Thanks for the detailed explanation. I have created a snippet along with a sample json dataset.

Please run populate_initial_data() once, to load the sample data into your db.

Demo Files - issue_2759_demo.zip

Alright, It turned out to be more complicated to get to the actual root cause but this is due to the last if in the following part of MongoEngine

    @property
    def _cursor_args(self):
        fields_name = "projection"
        # snapshot is not handled at all by PyMongo 3+
        # TODO: evaluate similar possibilities using modifiers
        if self._snapshot:
            msg = "The snapshot option is not anymore available with PyMongo 3+"
            warnings.warn(msg, DeprecationWarning)

        cursor_args = {}
        if not self._timeout:
            cursor_args["no_cursor_timeout"] = True

        if self._allow_disk_use:
            cursor_args["allow_disk_use"] = True

        if self._loaded_fields:
            cursor_args[fields_name] = self._loaded_fields.as_dict()
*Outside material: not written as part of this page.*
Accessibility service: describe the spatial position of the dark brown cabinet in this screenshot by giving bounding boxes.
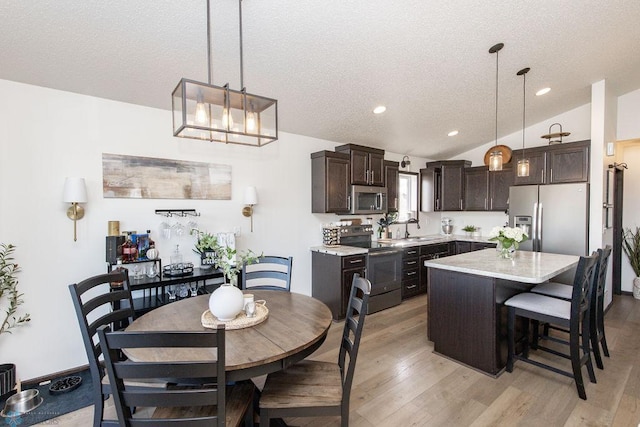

        if self._search_text:   # <-- here
            if fields_name not in cursor_args:
                cursor_args[fields_name] = {}

            cursor_args[fields_name]["_text_score"] = {"$meta": "textScore"}

        return cursor_args

It makes it add the following projection to the pymongo command
`('projection', {'_text_score': {'$meta': 'textScore'}})

Thus it's running something in that fashion

user_col = User._get_collection()
list(user_col.find({'$text': SON([('$search', '\"102\"')])}, {"score": {"$meta": "textScore"}, "_id": 0}))

and that pymongo query doesn't provide reproducible result

This whole text_score thing seems to be connected with this method on Document

    def get_text_score(self):
        if "_text_score" not in self._data:
            raise InvalidDocumentError(
                "This document is not originally built from a text query"
            )
        return self._data["_text_score"]

So long story short, using seach_text makes MongoEngine add this annoying projection to the query out of the box...

I'm opening a PR and will add a text_score argument to .search_text() so you can turn that behavior off. text_score will remain True by default to avoid introducing a breaking change

Thanks for spending your time in debugging and fixing this issue. The PR looks good!